< Handelingen 25 >
1 Toen Festus in de provincie was aangekomen, ging hij drie dagen later van Cesarea naar Jerusalem.
Three days after Festus had entered upon his province, he left Caesarea and went up to Jerusalem.
2 Daar kwamen de opperpriesters en de aanzienlijksten onder de Joden Paulus bij hem aanklagen,
There the Chief Priests and the leading men among the Jews laid an information before him against Paul,
3 en verzochten als gunst, dat hij hem naar Jerusalem zou laten ontbieden. Want ze wilden hem een hinderlaag leggen, om hem onderweg te vermoorden.

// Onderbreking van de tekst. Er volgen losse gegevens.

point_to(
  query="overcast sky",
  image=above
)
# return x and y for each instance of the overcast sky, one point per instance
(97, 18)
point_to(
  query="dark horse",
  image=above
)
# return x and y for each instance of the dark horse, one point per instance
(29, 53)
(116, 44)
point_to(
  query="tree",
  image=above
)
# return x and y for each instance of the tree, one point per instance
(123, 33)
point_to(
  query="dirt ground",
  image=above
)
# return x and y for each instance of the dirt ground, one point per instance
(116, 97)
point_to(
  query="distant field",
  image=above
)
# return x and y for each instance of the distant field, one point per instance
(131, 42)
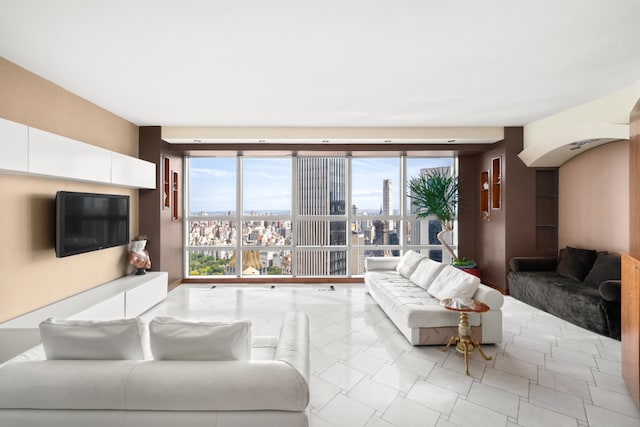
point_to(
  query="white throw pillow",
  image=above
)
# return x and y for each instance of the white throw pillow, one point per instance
(426, 272)
(408, 263)
(96, 340)
(454, 283)
(175, 339)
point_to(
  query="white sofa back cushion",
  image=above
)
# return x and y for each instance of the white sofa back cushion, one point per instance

and asked a favour of him, to Paul’s injury — to have Paul brought to Jerusalem. All the while they were plotting to make away with him on the road.
4 Festus antwoordde, dat Paulus te Cesarea in hechtenis bleef, maar dat hij zelf spoedig daarheen zou vertrekken.
But Festus answered that Paul was in prison at Caesarea, and that he himself would be leaving for that place shortly.
5 Laat dan, zeide hij, de voornaamsten onder u met mij meegaan, en den man in staat van beschuldiging stellen, zo hij enig misdrijf begaan heeft.
“So let the influential men among you,” he said, “go down with me, and if there is anything amiss in the man, charge him formally with it.”
6 Nadat hij niet langer dan acht of tien dagen onder hen had vertoefd, keerde hij naar Cesarea terug. De volgende dag hield hij rechtszitting, en gaf bevel, Paulus voor te brengen.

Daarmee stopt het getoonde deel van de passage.